Автобус был примечательным от кончиков колёс до большой антенны на крыше. Первое, что бросалось в глаза, это размеры: чудище, казалось, съело своего собрата и увеличилось вдвое (как потом оказалось, отчасти так и было). Второенеобычная раскраска с очень детальным рисунком по середине кузова. Здоровенный медведь, закованный в стальные доспехи и обвешанный каким-то непонятным, но однозначно устрашающим оружием. Медведь стоял на задних лапах и упоенно палил из чего-то здоровенного.
После долгих споров парни решили, что это может быть или пулемёт, или ручная пушка, созданная не иначе как сумрачным гением где-то в секретной лаборатории. Косолапый был стопроцентно наш, рабоче-крестьянский, о чём недвусмысленно заявляли буденовка с красной звездой и балалайка. А его огневая мощь, пожалуй, превосходила новейший танк КВ. После недолгого спора коллектив единогласно решил, что амба тем буржуям, которые по своей несусветной глупости попадут в Мишкин лес.
Часа в два, если судить по солнцу, колонна сделала остановку, чтобы размять ноги, и неожиданно получила сухпай. Сопровождающий капитан приказал обедать сидя в кузове, воду можно было взять в стоящей метрах в десяти от дороги бочке. Опытные и уже успевшие послужить бойцы приуныли: похоже, придется ехать ещё долго. Конечно, ехать это не идти, но однообразный лесной пейзаж и жёсткие лавки достали уже всех.
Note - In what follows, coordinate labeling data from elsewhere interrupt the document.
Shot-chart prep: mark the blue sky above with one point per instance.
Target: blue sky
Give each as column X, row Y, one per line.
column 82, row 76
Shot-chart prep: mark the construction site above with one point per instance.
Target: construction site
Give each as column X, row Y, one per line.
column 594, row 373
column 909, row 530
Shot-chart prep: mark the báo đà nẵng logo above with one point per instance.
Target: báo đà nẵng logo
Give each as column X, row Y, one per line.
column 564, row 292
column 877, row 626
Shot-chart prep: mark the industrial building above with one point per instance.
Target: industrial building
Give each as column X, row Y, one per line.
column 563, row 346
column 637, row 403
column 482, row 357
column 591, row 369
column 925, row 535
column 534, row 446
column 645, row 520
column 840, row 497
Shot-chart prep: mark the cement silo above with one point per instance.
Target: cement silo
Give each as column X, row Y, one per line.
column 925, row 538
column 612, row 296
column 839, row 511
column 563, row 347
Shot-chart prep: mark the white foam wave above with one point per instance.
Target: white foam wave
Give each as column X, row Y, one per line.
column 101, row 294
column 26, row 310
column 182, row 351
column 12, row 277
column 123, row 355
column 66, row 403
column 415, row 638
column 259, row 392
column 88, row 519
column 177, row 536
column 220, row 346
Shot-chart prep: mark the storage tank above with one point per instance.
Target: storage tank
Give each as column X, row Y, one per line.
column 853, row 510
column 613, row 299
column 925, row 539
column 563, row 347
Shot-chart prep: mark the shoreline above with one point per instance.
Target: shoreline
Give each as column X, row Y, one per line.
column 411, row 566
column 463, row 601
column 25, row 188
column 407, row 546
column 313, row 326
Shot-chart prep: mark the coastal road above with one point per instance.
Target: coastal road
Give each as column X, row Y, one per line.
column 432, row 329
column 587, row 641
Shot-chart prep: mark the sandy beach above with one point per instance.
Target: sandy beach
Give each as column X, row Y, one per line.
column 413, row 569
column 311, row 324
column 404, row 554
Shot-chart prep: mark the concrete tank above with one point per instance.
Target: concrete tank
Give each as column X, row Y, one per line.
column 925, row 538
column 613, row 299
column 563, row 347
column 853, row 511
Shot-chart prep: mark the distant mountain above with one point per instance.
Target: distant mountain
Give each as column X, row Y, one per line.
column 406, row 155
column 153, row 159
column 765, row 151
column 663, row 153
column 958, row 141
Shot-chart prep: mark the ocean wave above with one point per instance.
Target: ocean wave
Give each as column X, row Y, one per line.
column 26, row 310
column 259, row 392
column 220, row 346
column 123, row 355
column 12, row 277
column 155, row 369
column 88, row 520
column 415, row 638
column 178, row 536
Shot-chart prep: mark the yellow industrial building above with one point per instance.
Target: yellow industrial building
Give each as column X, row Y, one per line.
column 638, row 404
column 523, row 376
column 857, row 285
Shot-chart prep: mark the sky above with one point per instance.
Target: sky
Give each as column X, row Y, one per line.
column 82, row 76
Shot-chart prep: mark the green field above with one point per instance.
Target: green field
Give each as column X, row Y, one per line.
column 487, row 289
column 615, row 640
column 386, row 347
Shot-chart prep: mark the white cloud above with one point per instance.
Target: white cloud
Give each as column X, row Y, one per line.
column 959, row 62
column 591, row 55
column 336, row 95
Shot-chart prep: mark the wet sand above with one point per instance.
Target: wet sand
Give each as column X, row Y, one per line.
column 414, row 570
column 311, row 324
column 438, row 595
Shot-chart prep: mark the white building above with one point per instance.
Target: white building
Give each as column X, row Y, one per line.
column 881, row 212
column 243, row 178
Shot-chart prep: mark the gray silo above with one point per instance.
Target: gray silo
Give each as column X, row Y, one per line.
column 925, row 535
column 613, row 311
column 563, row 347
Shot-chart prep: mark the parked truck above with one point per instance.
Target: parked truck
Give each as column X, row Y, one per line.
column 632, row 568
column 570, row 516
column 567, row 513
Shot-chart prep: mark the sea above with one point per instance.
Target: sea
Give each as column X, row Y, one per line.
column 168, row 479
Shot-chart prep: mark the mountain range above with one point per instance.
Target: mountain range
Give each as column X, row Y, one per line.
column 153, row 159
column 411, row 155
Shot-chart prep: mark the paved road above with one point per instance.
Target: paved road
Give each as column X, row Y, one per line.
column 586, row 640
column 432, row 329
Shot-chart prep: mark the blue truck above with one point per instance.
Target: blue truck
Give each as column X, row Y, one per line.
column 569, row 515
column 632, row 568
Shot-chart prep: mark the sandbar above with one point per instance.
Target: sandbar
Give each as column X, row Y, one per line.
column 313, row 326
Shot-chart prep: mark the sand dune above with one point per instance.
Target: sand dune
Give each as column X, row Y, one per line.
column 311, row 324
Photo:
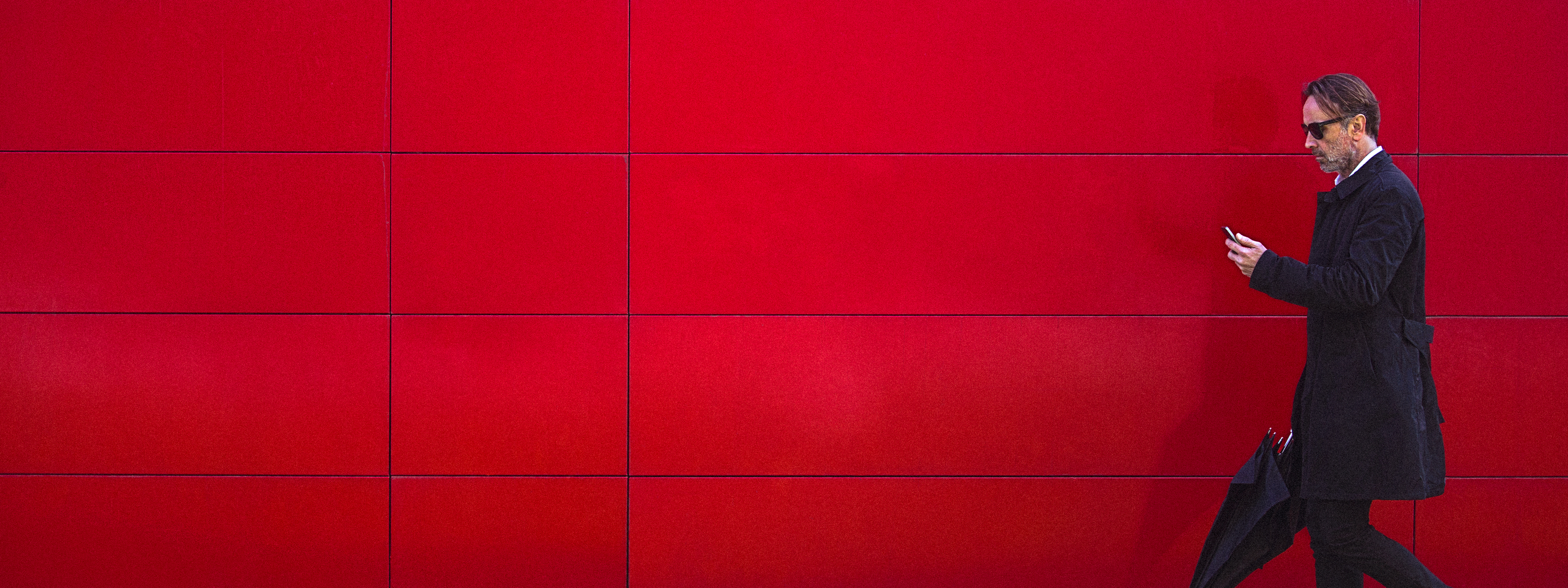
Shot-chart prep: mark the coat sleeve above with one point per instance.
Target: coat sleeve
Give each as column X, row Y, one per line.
column 1377, row 245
Сухпайки были, мягко говоря, необычные, по величине и качеству содержимого это были поистине королевские сухпайки, да что там королевские, пайки, надо прямо сказать, были генеральские, не иначе! И всё это гастрономическое великолепие было приказано уничтожить на месте, в кузове грузовика, походя, под дружное чавканье десятка голодных ртов, а рот солдата не может быть другим по определению, когда сосед уплетает то же самое и некому удивлённо присвистнуть: «Ну ты, Вань, сила, ну ты добытчик!»
В какой-то момент, судя по зыркающим глазам, всем одновременно пришла одна и та же мысль: «Заначить хотя бы шоколад!». Кто-то мечтал отослать младшим братьям и сёстрам, кто-то планировал обмен. И эта общая мысль, вероятно, достигла такой концентрации, что незамедлительно была перехвачена капитаном. Иначе как объяснить его голову, показавшуюся над бортом грузовика только для того, чтобы припечатать: «Съесть всё!» Капитан не угрожал и не повышал тона, но какое-то время вдоль колонны были слышны только шелест разворачиваемых обёрток и непередаваемые стоны блаженства и сожаления о столь неэффективном использовании ценного ресурса.
Курсанты ошиблись: уже через полчаса стройная «коробка» ста слушателей кратких курсов усовершенствования сержантского состава стояла ровной шеренгой на плацу.